Thursday, November 11, 2010
Ayn Rand Style Asperger Syndrome
I have recently started listening to Ayn Rand's Atlas Shrugged. The novel is over fifty hours long (over 1,300 pages in print) so this is likely to take me a while, but I figured that, as a libertarian, this was a book that I needed to read. Ayn Rand, as an opponent of collectivism and a defender of radical individualism, is a heroine to many libertarians. Atlas Shrugged depicts a nightmare big government future where companies are forced to operate not for a profit but for the "public good" and do so miserably. Under the leadership of John Galt though, a collection of the nation's most talented individuals (businessmen and artists) fight back by going on strike and running away, refusing to work any longer for a system that devalues them as parasites.
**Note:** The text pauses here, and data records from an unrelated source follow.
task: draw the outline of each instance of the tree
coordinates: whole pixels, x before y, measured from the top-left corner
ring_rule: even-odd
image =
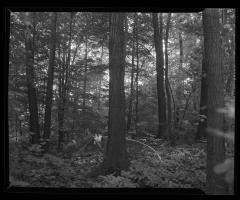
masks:
[[[51,108],[52,108],[52,97],[53,97],[53,73],[54,73],[54,62],[55,62],[55,49],[56,49],[56,24],[57,24],[57,13],[51,13],[51,40],[50,40],[50,56],[48,66],[48,80],[47,80],[47,93],[46,93],[46,108],[44,116],[44,139],[49,139],[51,131]],[[46,141],[45,141],[46,142]],[[48,142],[47,142],[48,144]],[[46,145],[46,149],[48,145]]]
[[[136,58],[137,58],[137,68],[136,68],[136,104],[135,104],[135,112],[136,112],[136,118],[135,118],[135,130],[138,132],[138,78],[139,78],[139,40],[138,40],[138,18],[137,13],[135,13],[134,21],[136,23],[136,30],[135,30],[135,37],[136,37]]]
[[[133,24],[133,35],[135,34],[136,23]],[[132,39],[132,69],[131,69],[131,83],[130,83],[130,96],[129,96],[129,105],[128,105],[128,118],[127,118],[127,131],[131,128],[132,123],[132,103],[133,103],[133,78],[134,78],[134,55],[135,55],[135,40]]]
[[[29,12],[26,15],[26,29],[25,29],[25,62],[26,62],[26,78],[28,89],[28,103],[29,103],[29,130],[31,132],[31,143],[38,144],[40,140],[39,122],[38,122],[38,106],[37,94],[35,86],[34,75],[34,36],[32,31],[32,16]]]
[[[167,25],[166,25],[166,36],[165,36],[165,86],[166,86],[166,97],[167,97],[167,132],[169,139],[172,137],[172,106],[171,106],[171,93],[170,93],[170,83],[168,80],[168,35],[171,22],[171,13],[168,14]]]
[[[200,140],[206,137],[207,127],[207,79],[206,79],[206,64],[204,63],[204,57],[202,59],[202,77],[201,77],[201,94],[200,94],[200,112],[199,112],[199,124],[196,134],[196,140]]]
[[[71,57],[71,40],[72,40],[72,19],[74,14],[70,13],[70,22],[69,22],[69,40],[68,40],[68,55],[65,62],[64,56],[64,71],[60,72],[60,86],[59,86],[59,111],[58,111],[58,149],[62,149],[62,144],[64,142],[64,110],[66,104],[66,95],[68,90],[68,81],[69,81],[69,71],[70,71],[70,57]],[[65,50],[63,49],[63,52]],[[65,75],[65,77],[64,77]]]
[[[204,59],[207,72],[207,193],[226,194],[223,177],[213,172],[224,161],[224,137],[213,133],[222,130],[224,107],[223,63],[218,9],[203,11]]]
[[[154,29],[154,44],[156,51],[157,95],[158,95],[158,137],[166,135],[166,102],[164,91],[163,46],[162,46],[162,14],[160,14],[160,28],[157,13],[152,14]]]
[[[120,172],[128,166],[125,139],[124,17],[123,13],[110,15],[109,122],[108,141],[103,161],[105,173]]]

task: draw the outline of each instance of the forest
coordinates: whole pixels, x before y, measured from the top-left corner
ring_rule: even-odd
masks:
[[[10,188],[235,194],[235,9],[9,19]]]

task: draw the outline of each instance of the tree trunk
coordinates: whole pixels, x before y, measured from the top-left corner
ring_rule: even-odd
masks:
[[[171,13],[168,14],[167,27],[166,27],[166,37],[165,37],[165,87],[167,95],[167,135],[170,140],[172,140],[172,107],[171,107],[171,94],[170,94],[170,83],[168,80],[168,34],[171,22]]]
[[[226,194],[226,185],[221,175],[213,168],[224,161],[224,137],[219,137],[211,129],[222,130],[223,114],[217,109],[224,107],[224,83],[220,24],[218,9],[203,11],[204,58],[207,69],[207,193]]]
[[[62,145],[64,142],[64,110],[65,110],[65,103],[66,103],[66,94],[68,90],[68,78],[69,78],[69,68],[70,68],[70,57],[71,57],[71,39],[72,39],[72,18],[73,14],[70,13],[70,27],[69,27],[69,41],[68,41],[68,55],[65,65],[65,74],[62,73],[62,91],[60,97],[60,105],[59,105],[59,112],[58,112],[58,150],[62,149]],[[63,54],[64,55],[64,54]],[[65,75],[65,78],[64,78]]]
[[[84,79],[83,79],[83,104],[82,104],[82,126],[83,132],[86,132],[86,88],[87,88],[87,59],[88,59],[88,36],[86,35],[85,39],[85,66],[84,66]]]
[[[135,104],[135,112],[136,112],[136,118],[135,118],[135,130],[136,133],[138,132],[138,77],[139,77],[139,56],[138,56],[138,18],[137,14],[135,14],[135,22],[136,22],[136,57],[137,57],[137,69],[136,69],[136,104]]]
[[[135,31],[135,23],[133,26],[133,33]],[[129,96],[129,106],[128,106],[128,119],[127,119],[127,131],[131,128],[132,122],[132,102],[133,102],[133,78],[134,78],[134,51],[135,43],[134,38],[132,41],[132,69],[131,69],[131,86],[130,86],[130,96]]]
[[[201,77],[201,94],[200,94],[200,120],[198,124],[196,140],[201,140],[206,137],[207,119],[207,79],[206,79],[206,64],[204,55],[202,59],[202,77]]]
[[[31,21],[30,13],[26,13],[27,18]],[[39,121],[38,121],[38,105],[34,75],[34,48],[32,25],[26,24],[25,30],[25,62],[26,62],[26,78],[28,89],[29,103],[29,131],[31,132],[31,143],[38,144],[40,141]]]
[[[51,40],[50,40],[50,56],[49,56],[49,67],[48,67],[48,81],[47,81],[47,94],[46,94],[46,107],[44,116],[44,139],[49,139],[51,133],[51,109],[52,109],[52,97],[53,97],[53,74],[55,65],[55,49],[56,49],[56,24],[57,24],[57,13],[53,12],[51,17]],[[47,142],[48,144],[48,142]],[[46,149],[48,150],[48,145]]]
[[[109,127],[103,169],[117,172],[128,166],[124,95],[124,13],[112,13],[109,39]]]
[[[103,64],[103,44],[102,44],[102,51],[101,51],[101,65]],[[101,90],[102,90],[102,74],[99,75],[99,87],[98,87],[98,111],[101,110]]]
[[[162,48],[162,16],[160,15],[160,29],[158,27],[157,13],[153,13],[154,44],[156,49],[157,68],[157,94],[158,94],[158,137],[164,137],[166,131],[166,102],[164,91],[164,69],[163,69],[163,48]]]
[[[182,95],[184,92],[184,85],[183,85],[183,41],[182,41],[182,33],[179,31],[178,33],[179,36],[179,53],[180,53],[180,57],[179,57],[179,69],[180,69],[180,84],[177,87],[177,91],[176,91],[176,96],[177,96],[177,105],[176,105],[176,119],[175,119],[175,128],[178,127],[178,122],[180,122],[180,106],[182,104]]]

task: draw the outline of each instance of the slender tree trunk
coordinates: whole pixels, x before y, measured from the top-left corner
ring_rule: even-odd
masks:
[[[27,18],[31,21],[30,13],[26,13]],[[25,62],[26,62],[26,77],[28,89],[29,103],[29,131],[31,132],[31,143],[38,144],[40,140],[39,121],[38,121],[38,105],[34,75],[34,48],[32,25],[26,24],[25,29]]]
[[[213,168],[224,161],[224,137],[211,130],[222,130],[223,114],[217,109],[224,107],[223,62],[220,41],[218,9],[203,11],[204,58],[207,69],[207,193],[226,194],[226,185],[221,175]]]
[[[200,119],[196,134],[196,140],[200,140],[206,137],[206,127],[207,127],[207,78],[206,78],[206,64],[204,60],[202,60],[202,77],[201,77],[201,94],[200,94]]]
[[[177,96],[177,105],[176,105],[176,119],[175,119],[175,128],[178,127],[178,122],[180,122],[180,106],[182,104],[182,94],[184,92],[184,85],[183,85],[183,41],[182,41],[182,33],[179,31],[178,33],[179,36],[179,51],[180,51],[180,57],[179,57],[179,69],[181,70],[180,72],[180,84],[177,87],[176,91],[176,96]]]
[[[103,64],[103,44],[101,51],[101,65]],[[98,88],[98,111],[101,109],[101,90],[102,90],[102,74],[99,76],[99,88]]]
[[[103,169],[105,173],[117,172],[128,166],[126,152],[126,123],[124,95],[124,13],[112,13],[109,39],[109,136]]]
[[[73,14],[70,13],[70,28],[69,28],[69,41],[68,41],[68,52],[67,52],[67,59],[64,59],[65,62],[65,73],[62,74],[62,94],[60,98],[60,106],[59,106],[59,113],[58,113],[58,150],[61,151],[62,145],[64,142],[64,110],[66,104],[66,94],[68,90],[68,79],[69,79],[69,71],[70,71],[70,57],[71,57],[71,39],[72,39],[72,18]],[[65,78],[64,78],[65,75]]]
[[[133,35],[135,34],[136,24],[133,24]],[[131,86],[130,86],[130,96],[128,105],[128,119],[127,119],[127,131],[131,128],[132,123],[132,103],[133,103],[133,78],[134,78],[134,53],[135,53],[135,42],[134,37],[132,40],[132,69],[131,69]]]
[[[82,125],[83,125],[83,132],[86,132],[86,88],[87,88],[87,59],[88,59],[88,36],[86,35],[85,39],[85,66],[84,66],[84,79],[83,79],[83,104],[82,104]]]
[[[166,131],[166,102],[164,91],[164,69],[163,69],[163,48],[162,48],[162,17],[160,15],[160,29],[158,27],[157,13],[153,13],[154,44],[156,49],[156,68],[157,68],[157,94],[158,94],[158,137],[165,135]]]
[[[139,56],[138,56],[138,18],[137,14],[135,15],[135,21],[136,21],[136,58],[137,58],[137,69],[136,69],[136,104],[135,104],[135,112],[136,112],[136,118],[135,118],[135,130],[136,133],[138,132],[138,77],[139,77]]]
[[[170,83],[168,80],[168,33],[171,22],[171,13],[168,14],[167,27],[166,27],[166,37],[165,37],[165,86],[166,86],[166,95],[167,95],[167,134],[168,138],[171,140],[172,134],[172,106],[171,106],[171,94],[170,94]]]
[[[47,94],[46,94],[46,108],[44,116],[44,139],[49,139],[51,133],[51,109],[52,109],[52,98],[53,98],[53,73],[55,65],[55,49],[56,49],[56,24],[57,24],[57,13],[53,12],[51,16],[51,40],[50,40],[50,56],[49,56],[49,67],[48,67],[48,81],[47,81]],[[47,142],[48,144],[48,142]],[[48,145],[45,146],[48,150]]]

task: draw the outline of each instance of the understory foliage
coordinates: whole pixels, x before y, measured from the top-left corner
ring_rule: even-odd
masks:
[[[102,161],[102,152],[97,144],[84,150],[71,148],[65,153],[54,152],[38,156],[21,145],[11,143],[10,181],[14,186],[31,187],[161,187],[200,188],[205,186],[205,144],[178,145],[148,137],[137,141],[148,144],[160,158],[148,148],[129,143],[131,164],[121,175],[86,176]],[[157,142],[156,142],[157,141]],[[74,146],[74,145],[69,145]],[[66,148],[67,149],[67,148]],[[77,150],[78,149],[78,150]],[[71,155],[71,156],[70,156]]]

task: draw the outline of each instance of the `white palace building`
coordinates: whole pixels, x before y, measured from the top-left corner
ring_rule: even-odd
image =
I see two sides to Ayn Rand, the libertarian and the "meta-libertarian." Ayn Rand was certainly a libertarian in her opposition to government social programs and her belief that individuals are the ones who best understand their own personal good and how to pursue it. Getting the government out of people's personal lives (say by legalizing all drugs, getting rid of public schools and ending welfare and social security) is something that all libertarians can agree to. This still leaves an open question as to what should come next. As Libertarianism is the belief that people should be left to pursue their own good in their own way," by definition it can say nothing as to what good people should pursue once they are left to pursue it. It is here that Ayn Rand brings the "meta-libertarian" element. Not only was she opposed to government force being used to get people to act for the public good, she was categorically against people acting for the public good, to do anything not for their own personal selfish best interest.
My roommate pointed me to a recent blog post by one of our favorite writers, John Scalzi, musing about Ayn Rand and Atlas Shrugged. Scalzi has a lot of respect for Rand as a writer, who can turn out an entertaining novel even if it is "nerd revenge porn" and John Galt is a "genocidal prick." What particularly caught my attention was Scalzi's observation that "as with any audience with a large number of nerds in it, a non-trivial number of Atlas Shrugged readers are possibly far enough along the Asperger spectrum that they don't recognize humanity does not in fact easily suss out into Randian capitalists on one side and craven socialist losers on the other… ." I was prepared for Libertarianism to be challenged, that Asperger syndrome came into play caught me by surprise.
I do see Asperger syndrome thinking and Libertarianism as being linked even if one does not have to lead to the other. Aspergers tend to struggle with executive thinking, putting together large-scale plans with the intention of ordering around complex systems with many different parts (say even taking charge of a multi-course dinner). The Asperger is good at dealing with his own narrowly focused area of knowledge. If Libertarianism is anything it is the belief in the utter irrelevancy of large-scale executive thinking. The hidden hand of the marketplace means that millions of very "Asperger" minds can practice their particular field of expertise without the need for a "neurotypical" mind at the top to oversee and organize everything. The executive thinking will take care of itself through the power of rational self-interest. Furthermore, the Asperger mind is one that operates based on abstract laws. The strength of Libertarianism is precisely its appeal to such abstract laws. If people are supposed to be left to pursue their own good in their own way as long as they are not causing direct physical harm to others to the extent that they have the right to follow any religion or sexual orientation then they must also be left to pursue their own good to ingest or inject any substance that suits them. If people cannot be forced to pay taxes to fund a government church against their personal beliefs, how can their taxes go to pay for public schools that teach things that go against their beliefs?
Does this make me a Randian Objectivist? Hardly. While I support the individual against the government, once the government is out of the way I become an ardent communitarian. I assume that human beings are social creatures who need each other in order to survive. I have no desire to see any of this accomplished through government. Take the government out of the social sphere and let everyone man join a community of his choice (likely one organized around a traditional religion) and work through this community to benefit humanity as a whole.
So what is the relationship between Asperger syndrome and Ayn Rand? Are people on the spectrum more likely to be self-absorbed egoists, crafting theoretical towers in the sky heedless of how real people live their lives? Do not look at me. I am just a moderate libertarian.